Another composer who gave his stuff distinctive titles was Frank Zappa. "Twenty Small Cigars" and "Peaches and Regalia" come to mind, along with one of my favorites, "Revised Music for Guitar and Low Budget Orchestra."

Charles Mingus, one of the great composers of the 20th century, also gave many of his pieces unique, sometimes whimsical titles. One such is "All The Things You Could Be Right Now if Sigmund Freud's Wife Was Your Mother." Others include "Slop," and "The Shoes of the Fisherman Are a Jive-Ass Pair of  Slippers." The humor had its serious side, too. Check out "If Charlie Parker were a Gunslinger, There'd Be a Whole Lot of Dead Copycats."

But, back to Erik Satie.

Supposedly, "Gnossiennes" has no meaning: Satie made up the word to describe what he considered a new form of music. I don't know about that. I do know that he must have been a pretty weird guy: a Satie biographer called him "one of the strangest personalities in the whole history of music."

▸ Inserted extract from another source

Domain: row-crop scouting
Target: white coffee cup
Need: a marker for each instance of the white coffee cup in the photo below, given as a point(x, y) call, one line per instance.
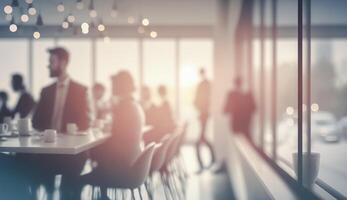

I don't think his music is strange, though. Maybe it was strange in the late 19th and early 20th centuries. Not so, a hundred years on.

I found a performance of "Gnossiennes #1," the music used in Hugo, on YouTube. It's a good rendition.



Note: The quote about Erik Satie being "one of the strangest personalities in the whole history of music" is from the Author's Preface to Erik Satie, by Rollo H. Myers (Denis Dobson, Ltd., 1948).